Graham was a good man; Doogan had known that the first time they met, in their early twenties. And he was a hell of an agent. Of the three agents to have married into the Mackay family, Graham was the one Doogan had depended upon the most.

“What is the ‘this’ you’re talking about?” Doogan questioned, wishing Eli would hurry with the files he’d been sent for.

“Zoey,” Graham answered, his voice low. “Letting her remain in danger . . .”

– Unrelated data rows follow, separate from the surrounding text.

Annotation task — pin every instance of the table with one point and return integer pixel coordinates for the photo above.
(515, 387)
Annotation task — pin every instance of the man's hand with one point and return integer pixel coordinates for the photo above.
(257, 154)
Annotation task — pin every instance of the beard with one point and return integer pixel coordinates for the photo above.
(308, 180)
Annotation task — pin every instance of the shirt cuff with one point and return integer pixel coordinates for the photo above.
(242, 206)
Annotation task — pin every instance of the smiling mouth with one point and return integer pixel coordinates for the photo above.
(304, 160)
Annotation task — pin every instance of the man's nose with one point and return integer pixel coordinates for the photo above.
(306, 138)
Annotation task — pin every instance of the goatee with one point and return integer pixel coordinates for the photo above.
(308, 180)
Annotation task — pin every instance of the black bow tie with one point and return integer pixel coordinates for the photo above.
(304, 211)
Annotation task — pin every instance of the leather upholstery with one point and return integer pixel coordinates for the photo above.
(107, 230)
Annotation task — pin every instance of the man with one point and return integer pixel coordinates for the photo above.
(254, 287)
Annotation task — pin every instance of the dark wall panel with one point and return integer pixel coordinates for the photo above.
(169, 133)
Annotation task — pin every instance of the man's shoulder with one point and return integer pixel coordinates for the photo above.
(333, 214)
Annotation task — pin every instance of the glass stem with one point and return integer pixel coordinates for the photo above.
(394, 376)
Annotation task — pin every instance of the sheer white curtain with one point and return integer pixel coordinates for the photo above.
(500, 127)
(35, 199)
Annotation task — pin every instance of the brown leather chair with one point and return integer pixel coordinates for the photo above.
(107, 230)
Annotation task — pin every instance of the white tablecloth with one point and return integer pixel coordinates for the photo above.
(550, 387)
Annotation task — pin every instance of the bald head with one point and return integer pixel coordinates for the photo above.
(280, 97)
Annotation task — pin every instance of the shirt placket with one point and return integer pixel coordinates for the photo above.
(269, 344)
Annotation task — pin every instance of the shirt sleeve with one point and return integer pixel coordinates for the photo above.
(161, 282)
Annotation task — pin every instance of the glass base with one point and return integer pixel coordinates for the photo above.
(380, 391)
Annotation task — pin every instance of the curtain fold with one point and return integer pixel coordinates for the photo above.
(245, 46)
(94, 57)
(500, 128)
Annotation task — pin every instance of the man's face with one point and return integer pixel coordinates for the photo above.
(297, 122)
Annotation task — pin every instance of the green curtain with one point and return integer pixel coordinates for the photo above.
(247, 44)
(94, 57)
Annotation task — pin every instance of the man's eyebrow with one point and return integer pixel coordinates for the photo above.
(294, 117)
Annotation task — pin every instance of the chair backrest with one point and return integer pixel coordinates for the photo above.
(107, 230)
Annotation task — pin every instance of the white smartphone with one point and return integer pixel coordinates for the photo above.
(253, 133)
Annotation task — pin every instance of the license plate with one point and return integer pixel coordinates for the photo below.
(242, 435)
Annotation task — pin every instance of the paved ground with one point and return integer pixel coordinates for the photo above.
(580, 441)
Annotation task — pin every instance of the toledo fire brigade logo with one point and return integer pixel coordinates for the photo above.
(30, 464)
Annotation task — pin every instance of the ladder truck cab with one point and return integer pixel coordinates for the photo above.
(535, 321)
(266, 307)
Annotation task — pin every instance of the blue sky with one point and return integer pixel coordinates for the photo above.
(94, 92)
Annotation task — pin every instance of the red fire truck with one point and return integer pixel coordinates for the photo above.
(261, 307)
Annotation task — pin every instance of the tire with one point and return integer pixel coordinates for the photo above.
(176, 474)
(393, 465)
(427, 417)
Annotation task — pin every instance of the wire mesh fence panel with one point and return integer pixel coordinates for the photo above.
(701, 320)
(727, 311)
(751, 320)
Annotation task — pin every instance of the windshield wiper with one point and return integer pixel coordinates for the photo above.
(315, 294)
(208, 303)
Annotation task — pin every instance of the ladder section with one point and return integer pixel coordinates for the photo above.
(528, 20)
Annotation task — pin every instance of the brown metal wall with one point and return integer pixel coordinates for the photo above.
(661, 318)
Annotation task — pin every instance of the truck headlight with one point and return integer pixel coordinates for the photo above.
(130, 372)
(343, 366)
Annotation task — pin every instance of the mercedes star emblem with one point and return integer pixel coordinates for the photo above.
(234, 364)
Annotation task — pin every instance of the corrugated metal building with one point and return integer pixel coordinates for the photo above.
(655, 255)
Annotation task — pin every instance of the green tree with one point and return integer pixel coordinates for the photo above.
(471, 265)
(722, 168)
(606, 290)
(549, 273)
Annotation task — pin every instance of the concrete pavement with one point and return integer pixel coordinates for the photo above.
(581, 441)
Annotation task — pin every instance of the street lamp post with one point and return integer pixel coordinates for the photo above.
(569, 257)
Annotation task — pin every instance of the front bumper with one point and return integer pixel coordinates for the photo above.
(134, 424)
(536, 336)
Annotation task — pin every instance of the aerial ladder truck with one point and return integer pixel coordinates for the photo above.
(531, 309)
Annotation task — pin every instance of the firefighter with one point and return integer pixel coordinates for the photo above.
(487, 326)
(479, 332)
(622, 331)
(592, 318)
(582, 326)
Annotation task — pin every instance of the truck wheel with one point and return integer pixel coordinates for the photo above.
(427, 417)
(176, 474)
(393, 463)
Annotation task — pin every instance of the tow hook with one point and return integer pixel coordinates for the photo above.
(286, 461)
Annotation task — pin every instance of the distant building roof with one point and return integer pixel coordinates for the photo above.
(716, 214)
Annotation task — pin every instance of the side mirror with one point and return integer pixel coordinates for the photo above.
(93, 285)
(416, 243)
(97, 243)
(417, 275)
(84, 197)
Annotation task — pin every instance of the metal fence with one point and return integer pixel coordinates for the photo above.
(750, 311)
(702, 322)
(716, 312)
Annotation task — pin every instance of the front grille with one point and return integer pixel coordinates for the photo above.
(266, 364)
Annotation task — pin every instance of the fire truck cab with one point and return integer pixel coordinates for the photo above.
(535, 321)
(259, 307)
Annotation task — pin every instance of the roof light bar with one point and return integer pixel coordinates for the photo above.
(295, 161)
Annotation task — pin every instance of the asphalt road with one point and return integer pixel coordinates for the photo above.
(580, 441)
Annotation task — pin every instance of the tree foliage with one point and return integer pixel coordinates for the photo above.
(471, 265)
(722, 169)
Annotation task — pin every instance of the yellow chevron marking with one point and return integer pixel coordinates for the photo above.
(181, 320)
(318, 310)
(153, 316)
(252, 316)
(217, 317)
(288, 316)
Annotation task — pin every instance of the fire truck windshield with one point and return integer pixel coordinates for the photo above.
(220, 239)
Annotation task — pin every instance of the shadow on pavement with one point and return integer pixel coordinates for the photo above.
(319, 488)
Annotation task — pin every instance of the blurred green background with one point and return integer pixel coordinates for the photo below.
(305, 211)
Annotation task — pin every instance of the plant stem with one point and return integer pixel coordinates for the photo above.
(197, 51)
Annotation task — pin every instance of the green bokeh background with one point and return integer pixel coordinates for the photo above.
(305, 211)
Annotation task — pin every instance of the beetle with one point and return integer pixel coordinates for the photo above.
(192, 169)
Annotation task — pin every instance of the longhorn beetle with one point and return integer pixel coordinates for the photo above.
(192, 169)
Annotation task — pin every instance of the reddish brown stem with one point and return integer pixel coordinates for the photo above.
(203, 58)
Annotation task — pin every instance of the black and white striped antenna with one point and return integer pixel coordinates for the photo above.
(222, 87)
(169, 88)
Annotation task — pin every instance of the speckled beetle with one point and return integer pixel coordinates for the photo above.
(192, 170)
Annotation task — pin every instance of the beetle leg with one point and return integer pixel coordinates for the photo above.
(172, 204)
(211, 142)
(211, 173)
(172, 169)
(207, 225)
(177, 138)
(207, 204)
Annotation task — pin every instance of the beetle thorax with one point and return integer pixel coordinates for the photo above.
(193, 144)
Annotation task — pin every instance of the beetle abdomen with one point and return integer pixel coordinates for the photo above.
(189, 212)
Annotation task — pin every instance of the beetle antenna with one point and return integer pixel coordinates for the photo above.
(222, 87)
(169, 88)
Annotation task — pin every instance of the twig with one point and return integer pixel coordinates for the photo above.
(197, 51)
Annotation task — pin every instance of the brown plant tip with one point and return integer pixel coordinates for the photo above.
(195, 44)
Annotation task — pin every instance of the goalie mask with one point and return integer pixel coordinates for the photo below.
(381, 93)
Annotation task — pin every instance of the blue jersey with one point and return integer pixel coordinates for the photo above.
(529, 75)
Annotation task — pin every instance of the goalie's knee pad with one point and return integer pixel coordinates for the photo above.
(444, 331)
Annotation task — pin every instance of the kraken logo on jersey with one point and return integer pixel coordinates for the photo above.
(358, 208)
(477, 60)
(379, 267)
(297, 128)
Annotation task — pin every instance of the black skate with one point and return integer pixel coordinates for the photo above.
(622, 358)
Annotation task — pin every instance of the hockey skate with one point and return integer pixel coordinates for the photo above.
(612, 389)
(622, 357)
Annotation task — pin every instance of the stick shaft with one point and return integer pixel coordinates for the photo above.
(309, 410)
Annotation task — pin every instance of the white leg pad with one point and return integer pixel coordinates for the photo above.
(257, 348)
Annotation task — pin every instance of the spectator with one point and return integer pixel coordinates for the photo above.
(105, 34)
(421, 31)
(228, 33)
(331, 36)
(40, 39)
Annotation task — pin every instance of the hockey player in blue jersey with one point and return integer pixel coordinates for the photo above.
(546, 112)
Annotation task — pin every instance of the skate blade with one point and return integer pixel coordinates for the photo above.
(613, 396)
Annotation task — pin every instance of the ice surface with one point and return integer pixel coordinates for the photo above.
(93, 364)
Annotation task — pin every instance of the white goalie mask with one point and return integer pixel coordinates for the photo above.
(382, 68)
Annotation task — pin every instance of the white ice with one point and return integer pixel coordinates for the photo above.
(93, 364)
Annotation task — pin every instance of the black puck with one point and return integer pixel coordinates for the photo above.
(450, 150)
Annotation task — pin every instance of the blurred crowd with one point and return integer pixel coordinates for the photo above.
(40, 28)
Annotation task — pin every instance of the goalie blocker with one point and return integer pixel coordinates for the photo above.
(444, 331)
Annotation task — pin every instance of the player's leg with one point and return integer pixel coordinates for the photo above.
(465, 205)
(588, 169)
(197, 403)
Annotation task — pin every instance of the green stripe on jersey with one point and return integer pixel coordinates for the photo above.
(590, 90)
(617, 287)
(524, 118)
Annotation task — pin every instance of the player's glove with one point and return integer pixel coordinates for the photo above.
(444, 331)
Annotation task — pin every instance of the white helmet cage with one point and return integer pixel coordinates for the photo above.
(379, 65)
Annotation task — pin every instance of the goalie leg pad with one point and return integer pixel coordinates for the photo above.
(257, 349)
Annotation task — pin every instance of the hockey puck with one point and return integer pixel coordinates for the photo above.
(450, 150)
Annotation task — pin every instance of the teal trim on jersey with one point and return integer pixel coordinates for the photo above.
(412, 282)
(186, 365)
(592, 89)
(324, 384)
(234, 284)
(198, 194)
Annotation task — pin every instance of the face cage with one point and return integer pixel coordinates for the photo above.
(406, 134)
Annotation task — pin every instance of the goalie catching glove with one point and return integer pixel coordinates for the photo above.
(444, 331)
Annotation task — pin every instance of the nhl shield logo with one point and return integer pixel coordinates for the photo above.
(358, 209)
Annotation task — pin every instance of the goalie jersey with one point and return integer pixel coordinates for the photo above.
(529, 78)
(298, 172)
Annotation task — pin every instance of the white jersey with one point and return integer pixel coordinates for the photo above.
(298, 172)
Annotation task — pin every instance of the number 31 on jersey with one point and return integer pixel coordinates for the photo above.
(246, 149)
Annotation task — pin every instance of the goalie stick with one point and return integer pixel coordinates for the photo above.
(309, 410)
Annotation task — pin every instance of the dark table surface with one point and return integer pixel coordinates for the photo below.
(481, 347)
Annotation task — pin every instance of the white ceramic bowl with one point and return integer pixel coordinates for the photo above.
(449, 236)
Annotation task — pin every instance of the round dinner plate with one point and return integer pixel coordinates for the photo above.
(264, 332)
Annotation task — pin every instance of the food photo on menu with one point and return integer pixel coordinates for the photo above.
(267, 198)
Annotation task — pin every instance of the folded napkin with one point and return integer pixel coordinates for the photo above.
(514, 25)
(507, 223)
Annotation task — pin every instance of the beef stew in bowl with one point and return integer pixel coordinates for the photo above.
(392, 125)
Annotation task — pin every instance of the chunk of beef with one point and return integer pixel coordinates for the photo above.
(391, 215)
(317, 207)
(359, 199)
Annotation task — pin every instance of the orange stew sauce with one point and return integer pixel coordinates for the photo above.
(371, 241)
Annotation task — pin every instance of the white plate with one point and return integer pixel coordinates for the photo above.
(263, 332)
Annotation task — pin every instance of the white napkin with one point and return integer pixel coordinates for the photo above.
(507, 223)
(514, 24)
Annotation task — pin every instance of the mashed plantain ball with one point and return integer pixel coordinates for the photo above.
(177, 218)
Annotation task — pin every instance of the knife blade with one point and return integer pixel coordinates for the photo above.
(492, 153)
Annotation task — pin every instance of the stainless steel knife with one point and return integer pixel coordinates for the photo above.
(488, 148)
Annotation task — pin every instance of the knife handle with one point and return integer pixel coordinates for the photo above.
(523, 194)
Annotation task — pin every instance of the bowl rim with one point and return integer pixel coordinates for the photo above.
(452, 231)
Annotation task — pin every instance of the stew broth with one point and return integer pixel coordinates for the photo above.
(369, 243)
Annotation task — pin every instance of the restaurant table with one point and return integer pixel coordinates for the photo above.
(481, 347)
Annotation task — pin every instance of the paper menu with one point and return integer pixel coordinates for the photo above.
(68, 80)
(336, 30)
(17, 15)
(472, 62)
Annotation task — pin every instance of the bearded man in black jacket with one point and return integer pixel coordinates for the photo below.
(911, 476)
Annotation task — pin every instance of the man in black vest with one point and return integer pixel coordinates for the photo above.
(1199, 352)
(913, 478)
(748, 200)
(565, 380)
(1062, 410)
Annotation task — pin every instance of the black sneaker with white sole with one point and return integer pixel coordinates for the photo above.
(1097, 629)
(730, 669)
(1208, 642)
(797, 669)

“From the moment I learned she’d been targeted, she was protected far more than you know.” Doogan’s head snapped up, that anger he always fought to keep chilled with logic slipping its leash a bit. “Never doubt that for a moment, Graham. And remember one damned thing, it wasn’t my security those bastards slipped past to threaten her to begin with.”

“No, it wasn’t. That failure’s mine.” Timothy Cranston’s admission as he stepped to them earned him a glare from Doogan.

As much as Doogan liked the other man, they still clashed as often now as they had in the past.

Dammit, he hadn’t meant for Timothy to hear that. This was why he fought to control his temper rather than letting it free.

Doogan sighed wearily, rubbing at the back of his neck. “What do you know, Timothy?” he asked as he let his hand drop, glimpsing Eli moving from the guest room with the box of files and written reports he’d kept over the past year.